It it really the deaf/Deaf community?

you can't discuss CI with out the technology, it is technology

I am discussing deaf children and hearing parents, vallee. CI is secondary to the discussion. The topic is deaf children, hearing parents, and the emotional and psycho-social reasons that hearing parents deny deaf chldren bicultural exposure and contact. I don't know how I can make it any clearer than that. If the CI gets mentioned as a reason that parents deny exposure and contact, then we need to address the reasons that a parent would use a CI as justification for that, not the CI itself.
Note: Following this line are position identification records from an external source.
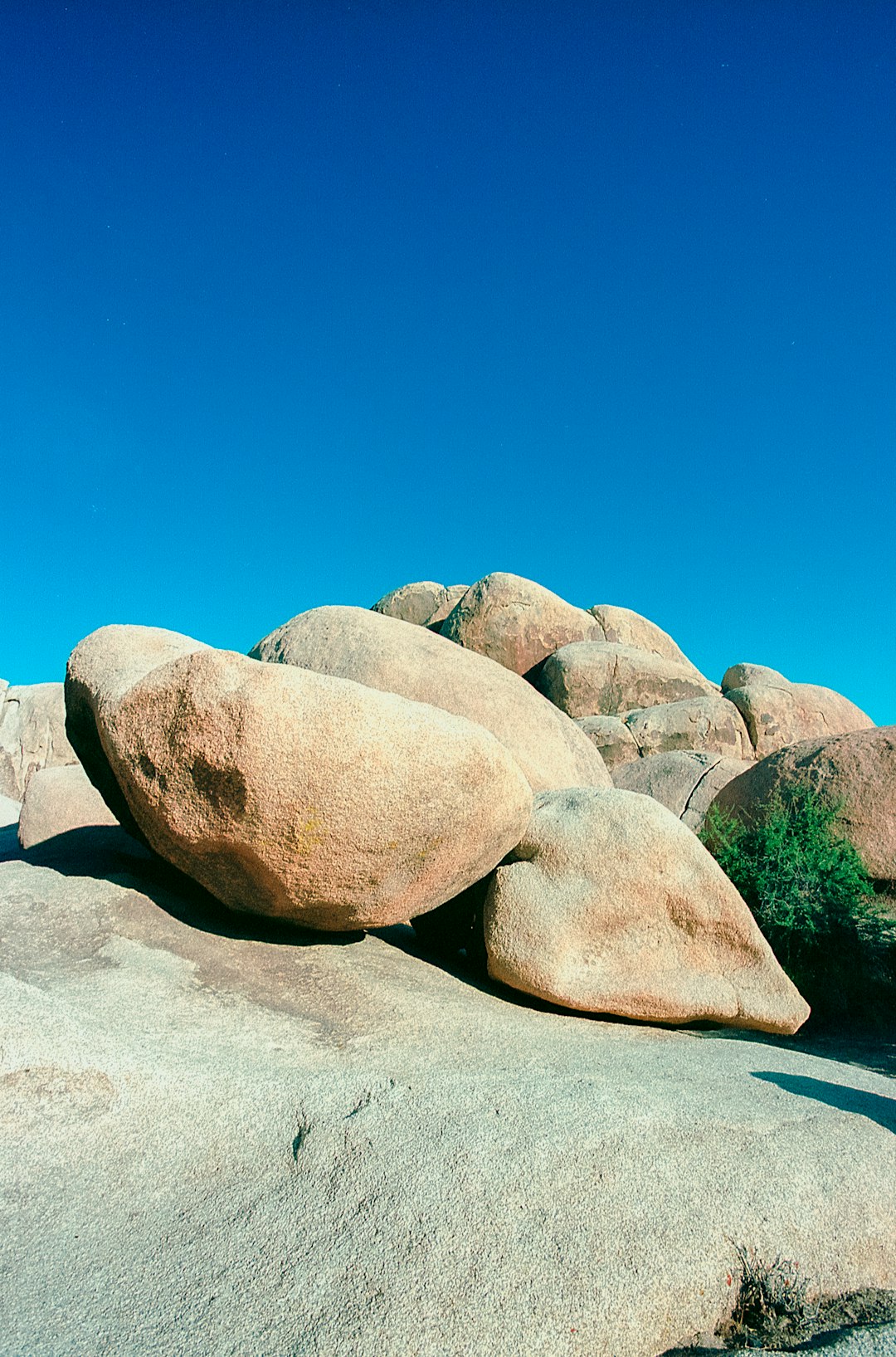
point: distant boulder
(517, 622)
(414, 662)
(603, 679)
(780, 713)
(682, 780)
(611, 905)
(32, 735)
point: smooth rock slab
(57, 801)
(611, 905)
(605, 679)
(273, 1145)
(289, 793)
(411, 661)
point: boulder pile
(489, 749)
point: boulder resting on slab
(411, 661)
(57, 801)
(609, 904)
(517, 622)
(605, 679)
(310, 798)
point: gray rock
(32, 735)
(603, 679)
(261, 1145)
(684, 782)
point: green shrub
(814, 900)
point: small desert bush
(815, 903)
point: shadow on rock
(874, 1106)
(110, 854)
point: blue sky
(301, 301)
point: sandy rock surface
(855, 769)
(611, 905)
(414, 662)
(517, 622)
(222, 1137)
(32, 735)
(684, 780)
(57, 801)
(605, 679)
(296, 794)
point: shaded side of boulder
(304, 797)
(780, 713)
(682, 780)
(611, 737)
(411, 661)
(32, 735)
(611, 905)
(421, 603)
(855, 771)
(100, 672)
(710, 724)
(57, 801)
(606, 679)
(515, 622)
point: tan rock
(415, 662)
(626, 627)
(515, 622)
(603, 679)
(32, 735)
(857, 771)
(59, 799)
(423, 603)
(682, 780)
(100, 672)
(310, 798)
(611, 905)
(611, 737)
(780, 713)
(710, 724)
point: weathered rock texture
(266, 1145)
(515, 622)
(411, 661)
(709, 724)
(605, 679)
(312, 798)
(684, 782)
(423, 603)
(100, 669)
(781, 713)
(57, 801)
(611, 905)
(32, 735)
(857, 771)
(611, 737)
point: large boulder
(32, 735)
(423, 603)
(57, 801)
(100, 669)
(710, 724)
(855, 771)
(611, 737)
(273, 1145)
(310, 798)
(780, 713)
(517, 622)
(605, 679)
(611, 905)
(414, 662)
(684, 780)
(624, 627)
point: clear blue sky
(301, 301)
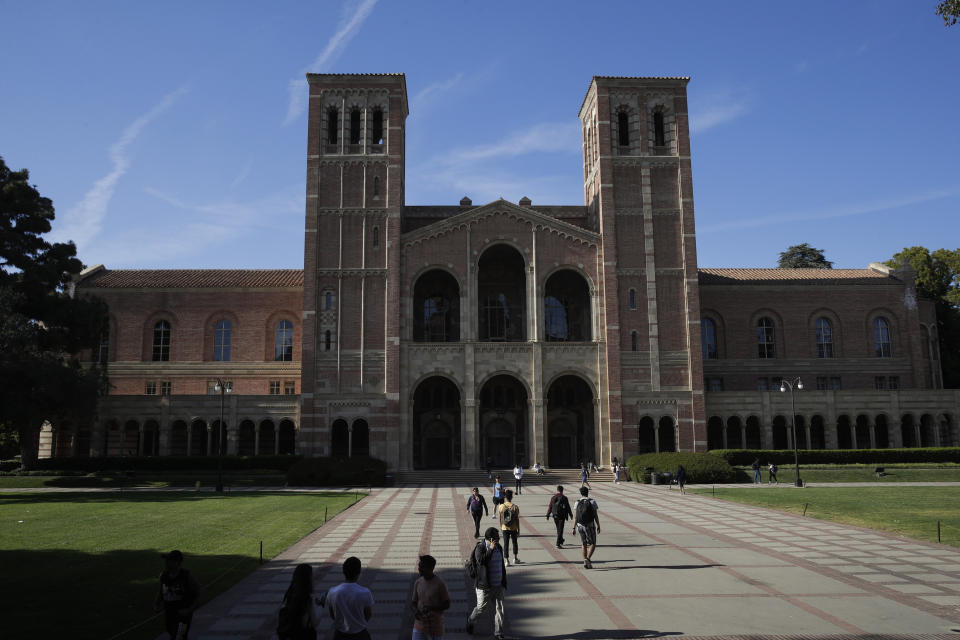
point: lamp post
(784, 385)
(223, 389)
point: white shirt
(347, 601)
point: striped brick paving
(667, 565)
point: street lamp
(221, 436)
(784, 385)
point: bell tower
(354, 201)
(639, 193)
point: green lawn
(907, 511)
(88, 562)
(851, 473)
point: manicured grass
(86, 564)
(851, 473)
(906, 511)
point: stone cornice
(500, 207)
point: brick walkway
(667, 565)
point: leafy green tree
(43, 328)
(803, 256)
(949, 10)
(938, 279)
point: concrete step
(479, 478)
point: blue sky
(173, 135)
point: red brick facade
(441, 336)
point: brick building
(441, 336)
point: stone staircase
(478, 477)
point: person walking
(297, 619)
(559, 510)
(178, 596)
(681, 476)
(586, 523)
(509, 514)
(490, 581)
(497, 495)
(350, 605)
(477, 506)
(430, 599)
(772, 473)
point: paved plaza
(667, 565)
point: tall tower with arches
(354, 201)
(638, 191)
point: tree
(803, 256)
(43, 328)
(949, 10)
(938, 279)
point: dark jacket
(564, 506)
(483, 503)
(481, 557)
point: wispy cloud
(430, 92)
(546, 137)
(827, 213)
(83, 222)
(719, 110)
(347, 28)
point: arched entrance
(503, 421)
(570, 425)
(436, 425)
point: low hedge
(319, 472)
(702, 468)
(745, 457)
(164, 463)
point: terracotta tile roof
(794, 276)
(194, 279)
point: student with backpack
(586, 522)
(497, 495)
(510, 526)
(477, 506)
(559, 510)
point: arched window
(824, 338)
(765, 338)
(623, 129)
(881, 337)
(355, 126)
(377, 135)
(283, 343)
(103, 350)
(333, 125)
(161, 341)
(659, 137)
(708, 338)
(221, 341)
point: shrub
(318, 472)
(744, 457)
(164, 463)
(701, 467)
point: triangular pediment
(497, 208)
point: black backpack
(586, 514)
(470, 564)
(558, 509)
If any more posts attempt to reduce this to a judgement on CI implantation, I will request that the posts be removed.
 
jillio said:
How exactly, was your mother rejected by the deaf community? You did not, by your own admission, even use hearing aids at the age, so you would not have been using any technology that would have created rejection. IF, indeed, whe was rejected, there has to be another explantion.
And, no, technology is not the issue. Not in this thread. You will need to visit the CI and HA thread if you wish to focus on the technology. The issues in this thread are cultural and psycho-social-emotional in nature.

vallee said:
Why is it so hard to believe my mother was rejected by the Deaf Community? Why are you questioning the rejection? I also explained it to you many months ago. I was not using technology because the dr believed I had nerve damaged and a hearing aid was not usable. The doctor suggested deaf school and when mom reached out, she was rejected.

I have got a question at this point. What is deaf community? Everybody makes it sound like there is one big organization called deaf community that regulates everything. Isnt it true when somebody says I have got a good relationship with deaf community, they mean I am getting along with deaf people around me, or in my area. So everybody's experience differs from area to area, people to people. Saying deaf community would do this or would never do that , dismisses the all other experiences people have in their local surrounding.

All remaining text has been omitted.